Comentário valida pênalti, mas indica expulsão não aplicada em entrada sobre Renê
Uma análise de arbitragem divulgada pelo comentarista Paulo Caravina apontou erro disciplinar em um dos lances da partida entre Athletico-PR e Vitória, disputada no último domingo (26), na Arena da Baixada, pela 13ª rodada do Campeonato Brasileiro.
De acordo com a avaliação, a entrada de Arthur Dias, que resultou na saída do atacante Renê, foi classificada como jogo brusco grave e passível de cartão vermelho, o que indicaria falha da arbitragem na condução do lance.
Por outro lado, o pênalti marcado durante a partida foi considerado correto dentro da interpretação adotada em campo. Já o lance envolvendo Luiz Gustavo foi avaliado como temerário, com indicação de cartão amarelo.
Vitória reage e formaliza reclamação
A análise reforça a insatisfação do Vitória com a arbitragem na derrota por 3 a 1. O clube baiano encaminhou um ofício à Confederação Brasileira de Futebol (CBF) questionando decisões tomadas ao longo da partida.
Em entrevista ao bahia.ba na segunda-feira (27), o presidente Fábio Mota voltou a criticar os episódios e cobrou providências.
“A gente se sente completamente impotente com a situação que aconteceu. Não é a primeira, foram duas seguidas. É um dificuldade muito grande, aguardamos agora o pronunciamento da CBF”, disse.
“Esperamos simplesmente que tenha justiça. Nós não estamos querendo nos vitimizar, mas as imagens falam por si só e mostraram isso tanto no jogo do Flamengo quanto no jogo do Athletico-PR”, completou.
Lances citados pelo Vitória
No documento enviado à CBF, o Rubro-Negro detalha os pontos que considera erros de arbitragem. Entre eles, está uma entrada contra o volante Zé Vitor nos primeiros minutos, que, segundo o clube, deveria resultar em expulsão direta.
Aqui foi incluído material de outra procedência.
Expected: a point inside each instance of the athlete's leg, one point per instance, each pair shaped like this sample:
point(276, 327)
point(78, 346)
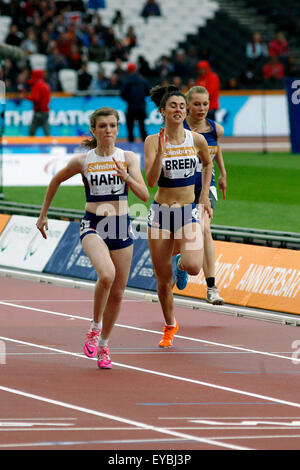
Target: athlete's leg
point(122, 262)
point(98, 253)
point(161, 250)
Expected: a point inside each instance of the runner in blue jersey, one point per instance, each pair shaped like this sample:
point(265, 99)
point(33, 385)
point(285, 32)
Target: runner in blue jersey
point(196, 120)
point(171, 158)
point(105, 234)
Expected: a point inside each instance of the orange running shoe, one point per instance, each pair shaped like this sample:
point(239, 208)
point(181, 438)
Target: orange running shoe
point(168, 336)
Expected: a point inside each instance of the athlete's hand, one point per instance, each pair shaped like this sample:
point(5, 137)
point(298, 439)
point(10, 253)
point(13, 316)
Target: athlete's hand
point(42, 225)
point(222, 185)
point(162, 141)
point(120, 170)
point(206, 206)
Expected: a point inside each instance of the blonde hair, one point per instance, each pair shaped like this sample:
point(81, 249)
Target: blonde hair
point(196, 89)
point(104, 111)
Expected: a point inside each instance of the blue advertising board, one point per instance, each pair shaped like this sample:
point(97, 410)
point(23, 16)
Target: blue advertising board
point(293, 95)
point(69, 259)
point(69, 116)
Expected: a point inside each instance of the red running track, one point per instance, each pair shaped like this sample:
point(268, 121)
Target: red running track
point(227, 383)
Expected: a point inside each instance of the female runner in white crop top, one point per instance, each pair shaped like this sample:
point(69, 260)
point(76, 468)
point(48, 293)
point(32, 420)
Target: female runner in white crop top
point(107, 173)
point(170, 162)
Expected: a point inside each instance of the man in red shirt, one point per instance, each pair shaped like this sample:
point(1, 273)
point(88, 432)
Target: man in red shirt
point(40, 96)
point(279, 47)
point(210, 80)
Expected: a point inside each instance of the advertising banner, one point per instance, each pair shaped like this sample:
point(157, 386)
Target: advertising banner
point(253, 276)
point(4, 218)
point(22, 245)
point(240, 114)
point(35, 165)
point(293, 95)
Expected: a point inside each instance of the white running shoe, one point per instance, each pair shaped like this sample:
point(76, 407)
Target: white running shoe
point(213, 296)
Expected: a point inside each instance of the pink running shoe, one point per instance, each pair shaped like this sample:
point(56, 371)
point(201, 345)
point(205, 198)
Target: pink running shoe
point(104, 361)
point(91, 342)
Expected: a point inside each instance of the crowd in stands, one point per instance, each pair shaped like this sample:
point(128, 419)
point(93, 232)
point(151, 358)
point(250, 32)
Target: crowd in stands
point(70, 35)
point(267, 64)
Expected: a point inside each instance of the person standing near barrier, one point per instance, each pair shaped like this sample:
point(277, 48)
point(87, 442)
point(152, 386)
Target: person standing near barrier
point(134, 91)
point(40, 96)
point(105, 232)
point(170, 162)
point(198, 106)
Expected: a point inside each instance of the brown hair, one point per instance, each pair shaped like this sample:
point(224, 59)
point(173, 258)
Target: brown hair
point(104, 111)
point(160, 94)
point(196, 89)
Outro lance questionado envolve o pênalti marcado contra o zagueiro Cacá, que a diretoria entende como erro de interpretação.
O ofício também cita um momento da etapa final em que um jogador do Athletico-PR teria cometido duas infrações consecutivas, incluindo simulação e toque de mão. Como o atleta já possuía cartão amarelo, o Vitória defende que a jogada deveria resultar em expulsão.
Além disso, a entrada sobre Renê, agora apontada na análise como passível de cartão vermelho, também foi destacada pelo clube como um erro grave.
Críticas ao VAR e pedido à CBF
O Vitória também questiona a atuação do árbitro de vídeo. Segundo o documento, os lances eram passíveis de revisão, mas não houve recomendação para análise em campo.
Diante disso, o clube solicitou à CBF a análise detalhada das decisões, possíveis medidas contra a equipe de arbitragem e a divulgação dos áudios de comunicação entre o árbitro de campo e o VAR.
A partida foi comandada por Bruno Arleu de Araújo, auxiliado por Rodrigo Figueiredo Henrique Corrêa e Cipriano da Silva Sousa. O VAR ficou sob responsabilidade de Rodrigo Nunes de Sá.